The same concept also works for a more casual approach to dressing. These days, when you are not likely to wear a tie, you must introduce items that make the colors you wear appear intentional, rather than merely an accident. Quite honestly, in your casual setting, this is not so easy to do . . . without a tie. Even so, if you follow the concept of limiting yourself to two (or, at most, three) colors and repeating them in more than one item you are wearing, you will find it soon becomes an easy-to-follow habit. One versatile way to do this is with well-tailored khaki pants and a cotton or linen shirt in a handsome pastel-and-khaki plaid. The khaki color in the plaid repeats the color of the pants and the pastel hue adds the second color. Wearing a brown belt and tie further repeats the brown color family.          
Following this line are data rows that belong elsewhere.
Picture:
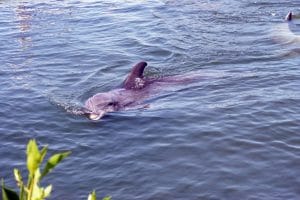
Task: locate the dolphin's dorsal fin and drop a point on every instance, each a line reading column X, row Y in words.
column 289, row 16
column 134, row 79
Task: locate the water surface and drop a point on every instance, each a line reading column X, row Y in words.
column 234, row 134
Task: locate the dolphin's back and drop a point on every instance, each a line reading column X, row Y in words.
column 135, row 77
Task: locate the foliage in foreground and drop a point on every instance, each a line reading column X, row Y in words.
column 32, row 189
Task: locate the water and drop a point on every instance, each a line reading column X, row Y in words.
column 232, row 135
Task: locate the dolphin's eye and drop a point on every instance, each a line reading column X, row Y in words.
column 112, row 103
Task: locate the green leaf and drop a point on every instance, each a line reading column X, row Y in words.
column 92, row 196
column 43, row 153
column 53, row 161
column 18, row 176
column 33, row 157
column 8, row 194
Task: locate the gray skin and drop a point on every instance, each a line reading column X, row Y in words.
column 282, row 32
column 135, row 89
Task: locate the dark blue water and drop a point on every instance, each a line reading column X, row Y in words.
column 234, row 134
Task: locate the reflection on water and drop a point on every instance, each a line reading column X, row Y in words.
column 24, row 17
column 234, row 134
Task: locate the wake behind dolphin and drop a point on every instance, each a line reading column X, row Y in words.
column 135, row 89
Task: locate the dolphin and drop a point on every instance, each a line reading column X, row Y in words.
column 135, row 89
column 283, row 33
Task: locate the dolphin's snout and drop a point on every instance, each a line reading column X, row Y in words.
column 94, row 116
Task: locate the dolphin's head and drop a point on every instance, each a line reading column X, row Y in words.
column 100, row 104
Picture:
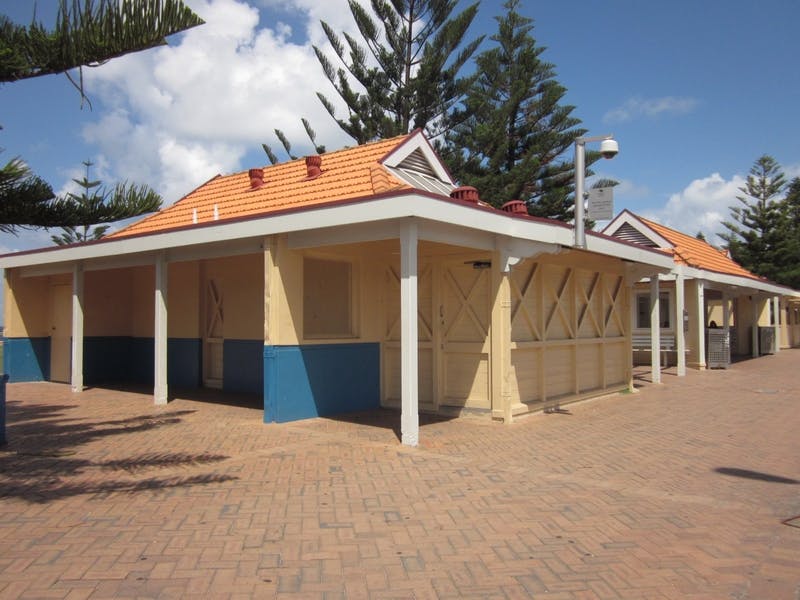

Which items are the expected basics in a casual wardrobe? Dress trousers, khakis/chinos, button-down collar shirts in solids, stripes, and patterns, sport shirts, knit polos, socks, slip-on shoes, sandals, and sneakers. Accessories such as belts, hats, sweaters, and jackets should not be an extra non-matching color; you need to keep in mind the two-color rule for everything you have on.  

Some items on the dressier side are logical and can make sense in an at-home wardrobe, if they fit your lifestyle. After all, there still are special holiday gatherings (and church) that call for a jacket (and maybe a tie). These might conceivably involve a navy blazer or a tweed sport jacket, and a silk or cotton breast-pocket handkerchief. Much less dressy and more likely to be worn on a regular basis are every manner of wool and cotton sweater. These range from turtlenecks, V-necks, and crewnecks in pullovers, cardigans, sleeveless vests, and zip-fronts in varying colors and patterns. Shirts, too, range widely from solid-colors, stripes, and plaids, to knit rugby shirts, polos, sweat shirts, and even a few non-message Tee-shirts. Don’t overlook the newer athleisure garments that will take you through the day from exercise times to dinner. Shorts also work, especially when they are not too short and are color coordinated with the top.       

If you put together an outfit that your mirror tells you does not quite make it, check to see how many colors you are wearing. Generally, you will have added a heavy dose of an extra color. Not that you can never have a third color in a plaid or a small pattern, but in effect your eye should see two colors.  

Of course, color is not the only element for you to consider. All your clothes should fit you well and should be in good condition. And never overlook or underestimate the importance of meticulous grooming from the top (a good haircut) to the bottom (clean shoes in good condition). I can assure you that the man who pays attention to how he looks, will be noticed!